Gonick, most known for his series “The Cartoon History of the Universe,” specializes in cartoons that convey concepts from math and science. Munroe is the creator of “xkcd,” a popular webcomic.
Gonick spoke first, walking through a series of panels from a number of his books, ranging from a humorous explanation of the evolution of sexual reproduction to a pictorial explanation of the chain rule featured in a cartoon guide to calculus.
“I am a content purveyor,” he said. “I’m a nonfiction person ... I know it’s a low art, but I’m interested in big ideas.”

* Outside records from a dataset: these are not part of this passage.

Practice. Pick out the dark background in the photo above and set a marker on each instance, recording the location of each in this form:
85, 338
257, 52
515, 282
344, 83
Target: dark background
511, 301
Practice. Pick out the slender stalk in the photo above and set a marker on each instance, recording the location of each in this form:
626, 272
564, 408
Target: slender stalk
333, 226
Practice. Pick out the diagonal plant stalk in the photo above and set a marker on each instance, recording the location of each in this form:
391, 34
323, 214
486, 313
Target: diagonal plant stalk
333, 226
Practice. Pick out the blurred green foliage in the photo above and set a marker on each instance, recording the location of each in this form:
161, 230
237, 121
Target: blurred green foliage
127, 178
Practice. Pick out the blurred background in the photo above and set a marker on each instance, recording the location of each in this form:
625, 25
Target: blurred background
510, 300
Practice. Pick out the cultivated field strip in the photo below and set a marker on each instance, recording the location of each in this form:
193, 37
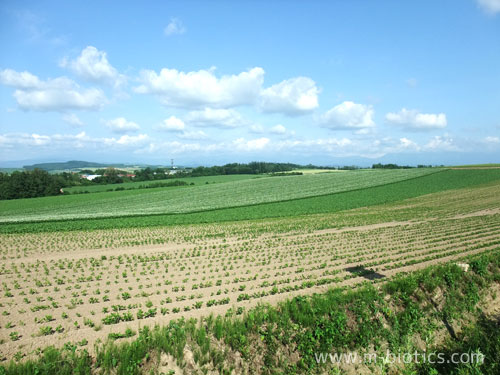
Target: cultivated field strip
459, 203
79, 297
200, 198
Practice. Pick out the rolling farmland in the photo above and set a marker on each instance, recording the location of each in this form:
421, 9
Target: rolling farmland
198, 198
255, 241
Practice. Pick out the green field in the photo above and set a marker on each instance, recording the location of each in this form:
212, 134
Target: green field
138, 184
393, 192
198, 198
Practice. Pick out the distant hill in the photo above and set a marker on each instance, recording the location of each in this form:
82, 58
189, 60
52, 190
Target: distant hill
72, 164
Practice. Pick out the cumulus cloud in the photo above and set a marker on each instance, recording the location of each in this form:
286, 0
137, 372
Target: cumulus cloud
218, 118
256, 128
58, 94
121, 125
201, 88
19, 141
441, 143
251, 145
193, 134
278, 129
127, 140
491, 139
174, 27
490, 6
348, 115
93, 65
412, 82
294, 96
172, 124
72, 119
413, 119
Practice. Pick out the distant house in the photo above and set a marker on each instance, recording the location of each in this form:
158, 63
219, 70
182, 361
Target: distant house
90, 177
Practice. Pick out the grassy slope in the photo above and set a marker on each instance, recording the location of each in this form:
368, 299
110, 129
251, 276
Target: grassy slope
442, 181
284, 338
189, 180
196, 198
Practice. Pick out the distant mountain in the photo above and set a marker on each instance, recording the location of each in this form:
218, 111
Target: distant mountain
72, 164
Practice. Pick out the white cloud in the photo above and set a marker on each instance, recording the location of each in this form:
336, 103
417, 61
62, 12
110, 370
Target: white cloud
252, 145
193, 134
34, 142
127, 140
413, 119
121, 125
412, 82
58, 94
201, 88
172, 124
218, 118
93, 65
490, 6
406, 143
278, 129
256, 128
293, 96
491, 139
348, 115
441, 143
174, 27
20, 80
72, 119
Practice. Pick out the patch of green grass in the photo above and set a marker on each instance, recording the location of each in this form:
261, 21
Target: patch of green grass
197, 181
196, 199
394, 192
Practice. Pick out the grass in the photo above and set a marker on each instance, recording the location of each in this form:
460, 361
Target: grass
394, 192
137, 184
198, 198
390, 317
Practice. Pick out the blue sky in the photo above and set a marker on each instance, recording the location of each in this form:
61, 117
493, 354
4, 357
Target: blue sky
209, 82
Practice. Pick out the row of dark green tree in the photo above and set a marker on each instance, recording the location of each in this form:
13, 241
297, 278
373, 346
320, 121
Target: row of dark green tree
30, 184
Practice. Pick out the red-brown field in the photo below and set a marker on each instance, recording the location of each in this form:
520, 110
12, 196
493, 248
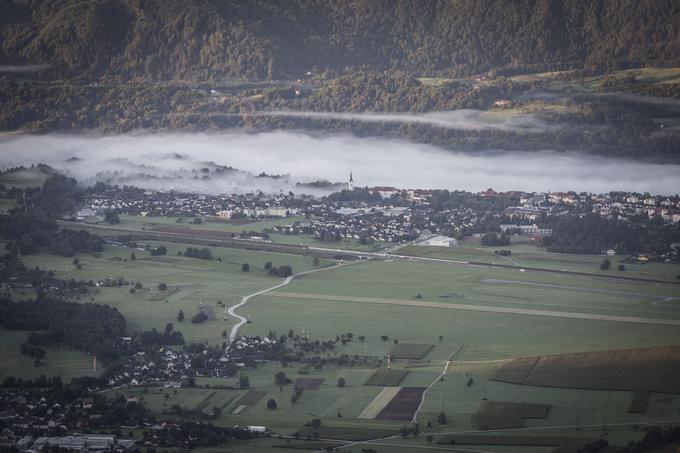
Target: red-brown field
309, 383
648, 369
410, 350
403, 405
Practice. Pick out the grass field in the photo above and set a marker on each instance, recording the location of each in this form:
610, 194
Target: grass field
402, 300
645, 369
386, 377
528, 255
192, 283
214, 228
410, 350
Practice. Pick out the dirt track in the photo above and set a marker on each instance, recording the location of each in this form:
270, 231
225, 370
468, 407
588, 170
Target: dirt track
482, 308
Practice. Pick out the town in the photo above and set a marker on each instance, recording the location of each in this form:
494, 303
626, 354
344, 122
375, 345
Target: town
387, 214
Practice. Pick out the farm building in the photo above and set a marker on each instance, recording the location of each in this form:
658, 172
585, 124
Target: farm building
440, 241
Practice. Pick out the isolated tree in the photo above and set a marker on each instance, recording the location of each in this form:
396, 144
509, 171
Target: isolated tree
159, 251
285, 271
111, 217
199, 318
315, 423
280, 378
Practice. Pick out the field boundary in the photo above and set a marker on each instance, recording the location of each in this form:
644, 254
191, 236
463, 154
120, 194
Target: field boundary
378, 403
479, 308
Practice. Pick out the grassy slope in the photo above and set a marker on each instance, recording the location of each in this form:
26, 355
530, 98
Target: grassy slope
196, 280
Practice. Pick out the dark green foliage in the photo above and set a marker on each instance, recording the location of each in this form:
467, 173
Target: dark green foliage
90, 327
159, 251
111, 217
592, 234
203, 253
199, 318
168, 337
280, 378
272, 39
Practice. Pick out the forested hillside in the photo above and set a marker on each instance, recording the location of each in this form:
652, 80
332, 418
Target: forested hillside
271, 39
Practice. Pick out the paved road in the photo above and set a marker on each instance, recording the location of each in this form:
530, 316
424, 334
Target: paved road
245, 299
483, 308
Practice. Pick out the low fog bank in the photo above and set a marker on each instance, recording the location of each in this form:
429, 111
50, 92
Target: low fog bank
465, 119
174, 161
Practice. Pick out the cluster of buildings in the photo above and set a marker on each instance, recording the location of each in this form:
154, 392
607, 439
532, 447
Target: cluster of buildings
165, 367
391, 215
613, 205
136, 201
381, 223
30, 422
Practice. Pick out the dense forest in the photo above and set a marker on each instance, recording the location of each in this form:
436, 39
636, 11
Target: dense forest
89, 327
34, 225
269, 39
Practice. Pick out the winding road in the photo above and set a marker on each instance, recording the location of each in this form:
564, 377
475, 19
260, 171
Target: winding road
245, 299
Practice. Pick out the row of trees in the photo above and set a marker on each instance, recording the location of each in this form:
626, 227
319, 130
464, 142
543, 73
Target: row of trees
89, 327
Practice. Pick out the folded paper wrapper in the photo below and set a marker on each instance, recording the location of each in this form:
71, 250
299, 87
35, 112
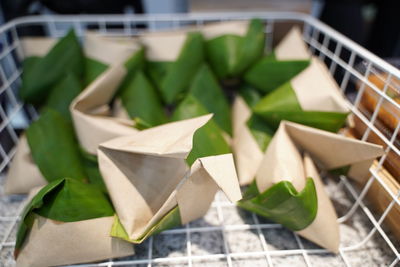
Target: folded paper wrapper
94, 121
147, 176
315, 90
83, 241
328, 150
22, 165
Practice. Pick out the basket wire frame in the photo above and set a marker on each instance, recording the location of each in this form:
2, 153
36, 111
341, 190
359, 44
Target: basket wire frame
319, 38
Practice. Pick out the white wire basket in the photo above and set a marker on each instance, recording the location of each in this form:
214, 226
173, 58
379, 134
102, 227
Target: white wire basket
226, 236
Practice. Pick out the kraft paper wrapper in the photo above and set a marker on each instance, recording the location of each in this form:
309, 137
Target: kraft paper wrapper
109, 50
166, 45
52, 243
283, 161
247, 153
23, 174
146, 175
315, 90
292, 46
92, 116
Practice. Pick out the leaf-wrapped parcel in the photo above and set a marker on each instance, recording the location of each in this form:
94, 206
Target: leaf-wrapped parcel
288, 188
314, 100
65, 57
231, 54
67, 222
151, 185
23, 174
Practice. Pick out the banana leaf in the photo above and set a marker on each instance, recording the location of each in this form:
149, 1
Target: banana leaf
91, 165
66, 56
142, 101
223, 54
230, 55
260, 130
208, 140
156, 71
252, 46
93, 69
54, 148
181, 72
283, 204
268, 74
64, 200
170, 220
63, 94
207, 91
282, 104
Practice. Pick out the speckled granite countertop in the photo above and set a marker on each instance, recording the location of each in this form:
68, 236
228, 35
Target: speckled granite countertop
227, 236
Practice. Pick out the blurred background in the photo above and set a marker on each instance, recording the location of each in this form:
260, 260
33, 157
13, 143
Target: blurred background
371, 23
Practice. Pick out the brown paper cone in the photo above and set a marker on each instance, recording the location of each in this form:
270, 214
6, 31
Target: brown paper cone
247, 153
109, 50
283, 161
23, 174
52, 243
146, 175
92, 115
292, 46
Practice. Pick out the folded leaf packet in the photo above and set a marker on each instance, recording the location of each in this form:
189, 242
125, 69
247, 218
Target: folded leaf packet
67, 222
23, 174
152, 187
312, 97
314, 216
65, 56
231, 54
288, 59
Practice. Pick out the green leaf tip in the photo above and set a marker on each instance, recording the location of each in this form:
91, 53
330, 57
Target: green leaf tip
64, 200
283, 204
170, 220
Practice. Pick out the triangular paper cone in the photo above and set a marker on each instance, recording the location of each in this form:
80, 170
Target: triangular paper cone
326, 220
108, 50
83, 241
144, 173
292, 46
23, 174
90, 108
283, 161
247, 153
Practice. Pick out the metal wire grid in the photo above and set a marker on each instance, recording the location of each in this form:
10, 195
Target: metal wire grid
322, 40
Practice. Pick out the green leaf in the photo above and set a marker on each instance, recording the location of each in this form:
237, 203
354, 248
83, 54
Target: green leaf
63, 94
283, 204
207, 140
93, 69
156, 71
54, 148
267, 75
65, 200
223, 54
91, 165
207, 91
250, 95
282, 104
182, 71
141, 100
135, 62
230, 55
252, 46
260, 130
66, 56
170, 220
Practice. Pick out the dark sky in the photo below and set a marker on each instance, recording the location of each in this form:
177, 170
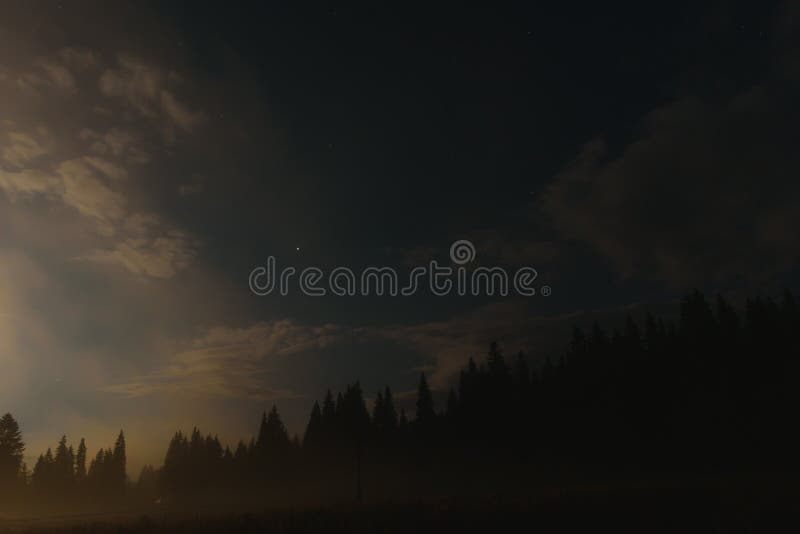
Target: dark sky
153, 154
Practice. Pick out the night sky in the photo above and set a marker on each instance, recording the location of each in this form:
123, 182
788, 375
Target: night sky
153, 154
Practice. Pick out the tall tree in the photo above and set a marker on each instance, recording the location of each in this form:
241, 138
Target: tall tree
425, 411
11, 451
80, 462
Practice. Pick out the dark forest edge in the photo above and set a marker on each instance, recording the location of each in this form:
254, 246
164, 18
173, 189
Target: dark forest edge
711, 395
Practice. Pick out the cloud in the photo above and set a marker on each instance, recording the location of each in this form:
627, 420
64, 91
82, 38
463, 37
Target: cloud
230, 362
180, 114
702, 192
22, 148
159, 257
86, 191
186, 190
145, 87
27, 183
116, 142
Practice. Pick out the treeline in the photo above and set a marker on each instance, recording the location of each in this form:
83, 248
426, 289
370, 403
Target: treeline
714, 390
60, 477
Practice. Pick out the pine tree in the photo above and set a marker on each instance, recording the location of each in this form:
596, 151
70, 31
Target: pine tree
80, 463
12, 449
425, 410
118, 463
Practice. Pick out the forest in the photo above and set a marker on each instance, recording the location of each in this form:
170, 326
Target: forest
710, 393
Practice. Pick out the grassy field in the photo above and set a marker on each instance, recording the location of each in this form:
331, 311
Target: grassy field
634, 509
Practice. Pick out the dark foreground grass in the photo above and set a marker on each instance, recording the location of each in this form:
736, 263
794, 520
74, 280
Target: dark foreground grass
639, 510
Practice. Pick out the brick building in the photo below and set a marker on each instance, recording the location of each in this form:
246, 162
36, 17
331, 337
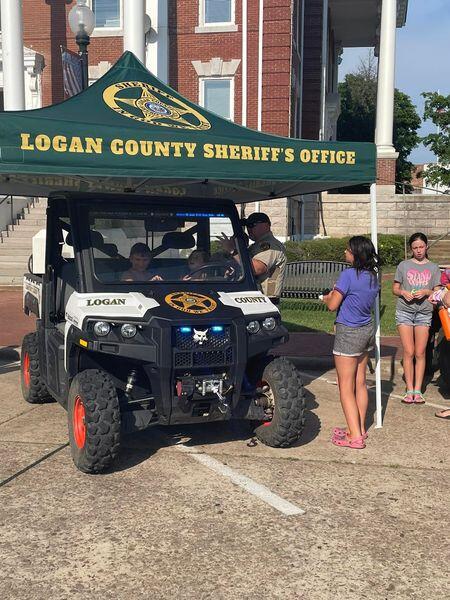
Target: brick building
267, 64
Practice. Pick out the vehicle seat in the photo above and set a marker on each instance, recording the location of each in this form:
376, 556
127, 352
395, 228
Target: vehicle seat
178, 240
66, 284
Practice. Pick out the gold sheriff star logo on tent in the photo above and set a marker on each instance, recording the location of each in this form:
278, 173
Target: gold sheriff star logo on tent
194, 304
146, 103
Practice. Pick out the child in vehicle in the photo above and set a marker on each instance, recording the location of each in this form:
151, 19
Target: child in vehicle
140, 257
197, 259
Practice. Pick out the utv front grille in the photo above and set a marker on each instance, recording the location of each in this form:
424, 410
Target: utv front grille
213, 339
207, 358
202, 347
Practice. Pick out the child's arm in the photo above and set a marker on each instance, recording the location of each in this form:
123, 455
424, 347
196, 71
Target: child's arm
445, 277
333, 300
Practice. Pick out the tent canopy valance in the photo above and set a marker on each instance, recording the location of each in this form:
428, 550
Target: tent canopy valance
129, 132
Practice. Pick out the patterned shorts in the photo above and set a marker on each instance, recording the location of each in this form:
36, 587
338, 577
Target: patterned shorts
412, 319
353, 341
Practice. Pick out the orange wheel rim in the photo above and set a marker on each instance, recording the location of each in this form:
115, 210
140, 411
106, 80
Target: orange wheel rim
79, 424
26, 369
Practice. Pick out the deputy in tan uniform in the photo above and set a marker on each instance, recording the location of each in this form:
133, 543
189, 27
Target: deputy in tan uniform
268, 255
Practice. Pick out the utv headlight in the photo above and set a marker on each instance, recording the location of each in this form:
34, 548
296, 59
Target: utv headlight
253, 327
128, 330
101, 328
269, 324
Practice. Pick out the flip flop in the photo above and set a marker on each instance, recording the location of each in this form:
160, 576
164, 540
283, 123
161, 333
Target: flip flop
341, 432
418, 397
408, 398
440, 414
346, 442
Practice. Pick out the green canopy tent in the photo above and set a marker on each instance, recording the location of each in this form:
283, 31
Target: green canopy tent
129, 132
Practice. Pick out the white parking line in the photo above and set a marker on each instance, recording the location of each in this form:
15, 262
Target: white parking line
250, 486
370, 387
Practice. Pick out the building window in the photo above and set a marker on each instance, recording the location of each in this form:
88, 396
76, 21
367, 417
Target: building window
107, 13
217, 95
217, 11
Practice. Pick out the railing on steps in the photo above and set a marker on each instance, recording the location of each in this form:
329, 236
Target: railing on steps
438, 239
19, 215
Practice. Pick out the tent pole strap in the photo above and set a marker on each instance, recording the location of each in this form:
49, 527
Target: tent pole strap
374, 235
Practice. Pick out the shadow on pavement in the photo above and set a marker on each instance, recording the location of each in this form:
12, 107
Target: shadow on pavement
9, 360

Later, he noted the risk of such an approach. “I live in fear of some academic looking at how our information is conveyed in comics discovering that it’s actually bad for you,” he explained.
Munroe followed, providing commentary for a number of his sketches. His presented work covered a wide breadth of topics, from a chart of characters’ geographical positions in “The Lord of the Rings” to a graph that charted “usable orifices” against “penis size.” He said that he felt that his audience thinks he knows more than he does.
“I get to pick and choose the little bits that I know something about and do a comic about those,” he explained. “People tend to read those and assume that I know all about their field.”
“If I make any kind of mistake, I will probably find out about it from the inventor of the field,” he added, relating a story in which software freedom activist Richard Stallman emailed him complaining about an inaccurate portrayal of him in a comic.
He also said he enjoyed watching his audience play with the ideas he presents, showing an online animation someone did of one of his comics.
“I’ll have an idea like this, and then people will take it and run with it,” he said.
In the question-and-answer session that followed, the artists discussed their influences and techniques. While discussing how to convey emotion in stick figures through the curvature of lines, Gonick spoke about the central question he faces as an artist. “It’s a question of how much you abstract and how much you leave in,” he explained.
Despite the crowd’s animated response to the speakers’ jokes and drawings, student responses were mixed.
“I enjoyed it thoroughly,” John McSpedon ’14 said. “It was interesting to get the perspective of someone who is syndicated, from that medium,” he said about Gonick.
However, Max Rubin ’14 noted that “xkcd” seemed to be the main draw for most attendees. “It was fun, it was interesting, but to me it seemed that most of the people were there to see Randall,” he explained. “I’ve never seen so many people in one place just looking at ‘xkcd.’ ”
Yet, he added, “I didn’t get a real feel for what the whole background purpose of this was.”